そのうち電子契約の導入と回答したのは、4.9%と優先度は低い結果となった。
ちなみに上位は、現場現金のキャッシュレス化、重要事項調査報告書のオンライン化、管理組合ホームページの設置・提供、掃除ロボットなどだった。

そして、「電子契約を実施しているか」というアンケートの結果が以下だ。

  • 積極的に導入している:0.6%
  • 一部で導入している:3.0%
  • 今後、導入を予定している:3.3%
  • 現在、検討中:24.8%
  • 導入する予定はない:49.5%
  • わからない:18.7%

上記の「積極的に導入している」「一部で導入している」がどの電子契約サービスを利用しているかというと、以下のような結果だった。

  • ㈱アドビシステム:4.3%
  • ㈱コンストラクション・イーシー・ドットコム:4.3%
  • GMOクラウド㈱:13.0%
  • 日鉄ソリューションズ㈱:13.0%
  • ドキュサイン・ジャパン㈱:0.0%
  • 弁護士ドットコム㈱:17.4%
  • SB C&S㈱:4.3%
  • セコムトラストシステムズ㈱:13.0%
  • その他:30.4%

30%にもなる「その他」が気になるところだが。

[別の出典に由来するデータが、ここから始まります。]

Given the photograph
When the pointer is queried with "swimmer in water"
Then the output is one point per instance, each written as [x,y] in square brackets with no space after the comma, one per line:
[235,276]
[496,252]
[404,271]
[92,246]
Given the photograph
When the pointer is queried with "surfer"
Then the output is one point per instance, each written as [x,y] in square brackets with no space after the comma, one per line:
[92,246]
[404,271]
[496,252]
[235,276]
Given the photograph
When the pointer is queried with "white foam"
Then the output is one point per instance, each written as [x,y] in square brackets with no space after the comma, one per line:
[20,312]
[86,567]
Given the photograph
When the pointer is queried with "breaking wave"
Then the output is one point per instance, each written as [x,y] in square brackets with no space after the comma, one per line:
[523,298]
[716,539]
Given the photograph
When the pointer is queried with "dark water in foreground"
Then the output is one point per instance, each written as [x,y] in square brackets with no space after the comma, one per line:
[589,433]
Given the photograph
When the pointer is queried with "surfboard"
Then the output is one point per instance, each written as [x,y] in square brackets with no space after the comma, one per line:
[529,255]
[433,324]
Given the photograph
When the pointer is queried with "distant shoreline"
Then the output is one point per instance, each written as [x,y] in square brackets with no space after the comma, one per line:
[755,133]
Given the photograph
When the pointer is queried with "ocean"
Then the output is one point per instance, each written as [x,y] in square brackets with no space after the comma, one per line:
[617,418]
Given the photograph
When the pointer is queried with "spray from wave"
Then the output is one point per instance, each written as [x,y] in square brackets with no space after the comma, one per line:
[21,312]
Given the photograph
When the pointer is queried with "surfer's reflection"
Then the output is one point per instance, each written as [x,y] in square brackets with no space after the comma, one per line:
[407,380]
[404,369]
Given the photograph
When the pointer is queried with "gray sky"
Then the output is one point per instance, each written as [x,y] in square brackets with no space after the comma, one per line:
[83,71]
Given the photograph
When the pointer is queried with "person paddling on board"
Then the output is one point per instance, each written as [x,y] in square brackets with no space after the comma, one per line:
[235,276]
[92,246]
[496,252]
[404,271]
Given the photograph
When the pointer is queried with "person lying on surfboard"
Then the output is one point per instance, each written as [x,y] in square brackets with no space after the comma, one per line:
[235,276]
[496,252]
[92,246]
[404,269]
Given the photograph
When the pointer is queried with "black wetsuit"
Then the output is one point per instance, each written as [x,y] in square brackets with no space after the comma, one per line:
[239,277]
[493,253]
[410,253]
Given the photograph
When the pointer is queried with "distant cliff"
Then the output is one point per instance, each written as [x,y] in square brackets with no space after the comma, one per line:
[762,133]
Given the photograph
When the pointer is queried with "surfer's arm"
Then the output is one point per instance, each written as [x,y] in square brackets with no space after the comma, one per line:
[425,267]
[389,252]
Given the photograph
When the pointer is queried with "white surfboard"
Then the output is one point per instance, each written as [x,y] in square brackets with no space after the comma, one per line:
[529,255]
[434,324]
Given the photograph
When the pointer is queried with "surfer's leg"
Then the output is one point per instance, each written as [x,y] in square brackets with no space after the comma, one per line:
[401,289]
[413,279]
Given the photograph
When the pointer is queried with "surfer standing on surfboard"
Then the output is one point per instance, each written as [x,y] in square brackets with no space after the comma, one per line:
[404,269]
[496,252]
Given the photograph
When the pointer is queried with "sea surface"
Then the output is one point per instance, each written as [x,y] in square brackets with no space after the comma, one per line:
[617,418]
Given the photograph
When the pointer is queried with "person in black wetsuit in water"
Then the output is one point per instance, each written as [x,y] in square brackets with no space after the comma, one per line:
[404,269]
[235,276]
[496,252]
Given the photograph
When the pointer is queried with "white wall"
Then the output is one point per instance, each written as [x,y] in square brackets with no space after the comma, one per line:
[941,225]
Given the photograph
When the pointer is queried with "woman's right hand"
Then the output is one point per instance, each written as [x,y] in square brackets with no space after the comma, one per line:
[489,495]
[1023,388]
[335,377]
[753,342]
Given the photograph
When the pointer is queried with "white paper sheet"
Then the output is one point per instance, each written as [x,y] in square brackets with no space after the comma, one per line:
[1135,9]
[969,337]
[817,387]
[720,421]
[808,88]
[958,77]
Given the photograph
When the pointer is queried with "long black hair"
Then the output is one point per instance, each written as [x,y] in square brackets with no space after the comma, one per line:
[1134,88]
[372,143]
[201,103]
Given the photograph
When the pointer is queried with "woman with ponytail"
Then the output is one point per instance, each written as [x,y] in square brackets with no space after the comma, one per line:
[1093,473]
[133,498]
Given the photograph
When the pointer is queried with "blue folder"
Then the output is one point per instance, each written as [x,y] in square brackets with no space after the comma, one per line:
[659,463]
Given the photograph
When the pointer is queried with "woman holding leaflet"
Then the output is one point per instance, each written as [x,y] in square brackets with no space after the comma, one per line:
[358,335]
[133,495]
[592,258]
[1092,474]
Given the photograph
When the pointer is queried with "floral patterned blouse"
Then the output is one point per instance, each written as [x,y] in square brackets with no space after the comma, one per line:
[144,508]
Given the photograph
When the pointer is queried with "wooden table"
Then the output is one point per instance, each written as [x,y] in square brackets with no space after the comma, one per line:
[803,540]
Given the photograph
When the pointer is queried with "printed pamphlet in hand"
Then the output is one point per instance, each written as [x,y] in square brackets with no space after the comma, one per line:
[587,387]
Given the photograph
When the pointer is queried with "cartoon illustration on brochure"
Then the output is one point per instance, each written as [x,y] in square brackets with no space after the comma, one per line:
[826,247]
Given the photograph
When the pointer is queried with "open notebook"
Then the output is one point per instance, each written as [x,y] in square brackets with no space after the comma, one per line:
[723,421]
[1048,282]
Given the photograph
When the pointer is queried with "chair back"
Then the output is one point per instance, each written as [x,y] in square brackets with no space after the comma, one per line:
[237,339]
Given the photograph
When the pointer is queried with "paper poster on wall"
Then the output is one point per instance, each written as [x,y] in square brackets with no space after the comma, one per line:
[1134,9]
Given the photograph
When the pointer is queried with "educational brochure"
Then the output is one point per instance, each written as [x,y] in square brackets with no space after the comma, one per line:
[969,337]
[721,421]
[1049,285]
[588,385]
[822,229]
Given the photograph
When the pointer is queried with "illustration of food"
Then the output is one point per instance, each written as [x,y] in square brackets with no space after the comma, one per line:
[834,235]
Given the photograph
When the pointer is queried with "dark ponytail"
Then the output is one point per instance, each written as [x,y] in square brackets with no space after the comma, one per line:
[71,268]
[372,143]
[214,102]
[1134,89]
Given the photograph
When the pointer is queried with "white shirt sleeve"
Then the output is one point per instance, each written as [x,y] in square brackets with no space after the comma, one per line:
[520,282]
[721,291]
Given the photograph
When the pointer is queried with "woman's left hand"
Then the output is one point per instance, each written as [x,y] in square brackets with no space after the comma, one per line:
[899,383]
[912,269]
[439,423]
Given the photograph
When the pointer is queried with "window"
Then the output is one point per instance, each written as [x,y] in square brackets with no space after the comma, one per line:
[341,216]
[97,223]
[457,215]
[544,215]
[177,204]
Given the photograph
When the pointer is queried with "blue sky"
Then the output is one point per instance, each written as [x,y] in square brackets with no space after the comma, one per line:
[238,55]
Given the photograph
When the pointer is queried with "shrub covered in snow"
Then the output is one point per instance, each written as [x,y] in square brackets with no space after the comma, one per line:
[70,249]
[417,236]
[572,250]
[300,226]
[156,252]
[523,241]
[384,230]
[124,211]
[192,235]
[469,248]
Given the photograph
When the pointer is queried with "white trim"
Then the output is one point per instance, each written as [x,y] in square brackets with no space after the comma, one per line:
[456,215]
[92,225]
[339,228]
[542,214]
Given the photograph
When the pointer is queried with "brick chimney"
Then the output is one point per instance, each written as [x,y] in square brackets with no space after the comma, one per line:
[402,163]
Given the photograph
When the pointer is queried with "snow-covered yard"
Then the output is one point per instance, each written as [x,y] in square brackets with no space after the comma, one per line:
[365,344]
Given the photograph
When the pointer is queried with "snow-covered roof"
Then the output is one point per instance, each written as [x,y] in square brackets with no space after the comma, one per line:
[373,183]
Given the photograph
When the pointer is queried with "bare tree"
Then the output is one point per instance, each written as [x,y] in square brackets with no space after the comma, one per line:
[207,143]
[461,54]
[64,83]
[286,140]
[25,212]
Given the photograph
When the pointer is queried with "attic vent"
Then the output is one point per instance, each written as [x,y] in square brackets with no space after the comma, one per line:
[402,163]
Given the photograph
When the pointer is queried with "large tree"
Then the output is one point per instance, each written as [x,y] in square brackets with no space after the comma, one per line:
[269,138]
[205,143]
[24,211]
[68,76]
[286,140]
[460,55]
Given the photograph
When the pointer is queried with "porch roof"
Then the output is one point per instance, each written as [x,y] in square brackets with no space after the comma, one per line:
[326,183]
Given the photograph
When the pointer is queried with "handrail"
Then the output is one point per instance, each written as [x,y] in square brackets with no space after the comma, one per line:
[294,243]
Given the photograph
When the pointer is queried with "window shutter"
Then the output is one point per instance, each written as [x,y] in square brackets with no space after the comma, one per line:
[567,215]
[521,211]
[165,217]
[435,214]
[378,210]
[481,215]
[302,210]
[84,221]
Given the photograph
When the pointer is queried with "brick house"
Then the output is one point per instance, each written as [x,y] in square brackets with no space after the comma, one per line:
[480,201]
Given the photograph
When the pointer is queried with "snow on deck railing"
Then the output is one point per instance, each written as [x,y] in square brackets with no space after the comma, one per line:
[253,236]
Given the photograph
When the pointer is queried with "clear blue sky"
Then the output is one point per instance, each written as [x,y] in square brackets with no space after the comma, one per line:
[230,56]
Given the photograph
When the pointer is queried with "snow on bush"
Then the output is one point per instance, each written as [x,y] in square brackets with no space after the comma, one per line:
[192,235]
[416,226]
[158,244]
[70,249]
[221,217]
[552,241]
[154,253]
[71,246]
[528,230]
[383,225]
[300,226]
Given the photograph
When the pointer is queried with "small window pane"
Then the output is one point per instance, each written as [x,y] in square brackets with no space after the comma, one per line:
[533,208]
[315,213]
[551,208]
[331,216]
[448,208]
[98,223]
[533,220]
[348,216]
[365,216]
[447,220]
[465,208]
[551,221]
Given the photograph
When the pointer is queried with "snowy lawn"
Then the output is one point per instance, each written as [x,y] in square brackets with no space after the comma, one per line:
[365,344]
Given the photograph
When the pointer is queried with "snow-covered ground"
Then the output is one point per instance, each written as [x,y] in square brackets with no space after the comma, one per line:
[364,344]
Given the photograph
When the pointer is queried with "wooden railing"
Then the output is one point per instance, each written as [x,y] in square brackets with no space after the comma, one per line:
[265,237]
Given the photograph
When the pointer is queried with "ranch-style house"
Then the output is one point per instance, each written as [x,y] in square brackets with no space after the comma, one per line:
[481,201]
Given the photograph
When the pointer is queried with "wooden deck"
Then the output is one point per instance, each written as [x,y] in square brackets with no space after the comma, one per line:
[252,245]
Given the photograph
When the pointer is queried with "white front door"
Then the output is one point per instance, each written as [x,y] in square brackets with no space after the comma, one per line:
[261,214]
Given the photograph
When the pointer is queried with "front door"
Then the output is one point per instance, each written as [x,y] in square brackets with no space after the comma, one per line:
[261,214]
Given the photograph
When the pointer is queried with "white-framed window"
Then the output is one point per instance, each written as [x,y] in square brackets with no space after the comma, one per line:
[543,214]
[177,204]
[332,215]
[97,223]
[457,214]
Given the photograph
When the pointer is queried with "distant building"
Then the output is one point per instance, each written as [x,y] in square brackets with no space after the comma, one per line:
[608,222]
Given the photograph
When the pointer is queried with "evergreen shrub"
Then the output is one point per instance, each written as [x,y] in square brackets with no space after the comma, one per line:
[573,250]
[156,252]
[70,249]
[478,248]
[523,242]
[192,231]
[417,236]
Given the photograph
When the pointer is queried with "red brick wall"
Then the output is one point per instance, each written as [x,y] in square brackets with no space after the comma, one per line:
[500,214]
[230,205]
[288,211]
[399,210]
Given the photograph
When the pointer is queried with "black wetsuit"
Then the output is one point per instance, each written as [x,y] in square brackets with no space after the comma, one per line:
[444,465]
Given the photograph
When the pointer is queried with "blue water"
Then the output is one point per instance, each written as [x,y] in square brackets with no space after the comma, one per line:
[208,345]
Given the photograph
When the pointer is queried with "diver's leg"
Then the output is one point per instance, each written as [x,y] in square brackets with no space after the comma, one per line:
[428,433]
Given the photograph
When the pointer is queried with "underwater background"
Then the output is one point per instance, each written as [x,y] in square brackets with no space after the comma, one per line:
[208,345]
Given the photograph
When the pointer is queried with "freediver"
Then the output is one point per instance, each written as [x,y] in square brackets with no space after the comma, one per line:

。。

また、現在導入しているもしくは今後導入を検討しているとの回答に対し、導入もしくは検討理由を尋ねた結果も聞いている。
つまり、電子契約サービスに期待するところはどこかという事だ。

  • 印紙代の削減:34.8%
  • 顧客サービス:15.2%
  • 業務効率化:43.5%
  • BCP対策:4.3%
  • その他:2.2%

やはり業務効率化が43%で最上位だが、印紙代の削減も大きな魅力の一つだ。
現在導入している企業では、電子契約サービスを何に利用しているかというと、「組合との管理委託契約」との回答もあったが、9割以上のほとんどが「業者との請負契約」だった。
これから導入予定の電子契約の種別としては、以下の回答となった。

  • 組合との管理委託契約:28.0%
  • 組合との工事契約:20.0%
  • 組合との点検・作業受発注:12.0%
  • 組合とのスポット契約(イベント・物販等):12.0%
  • 業者との請負契約:28.0%

やはり印紙が必要となるような高額な受発注においては、電子契約が有効とする見方が多いようだ。
ただ、このような意見も今回のアンケートにおいては、全体の31%程度だ。
約半数は導入の予定は無いとしていることを忘れてはいけない。
10月の社会実験によって業界的にも注目を集め、今では違うアンケート結果になる可能性は否定できないが、社会実験の直前での結果であることは注目したいポイントだ。
今回のアンケートは、一般社団法人マンション管理業協会の会員向けのものだったが、業界としても今後は電子契約の導入も含めペーパーレス化が急速に進んでいくと予測される。
2020年同時期にアンケートを実施したら、全く異なる結果が出るかもしれない。

今後の調査結果にも注目していきたい。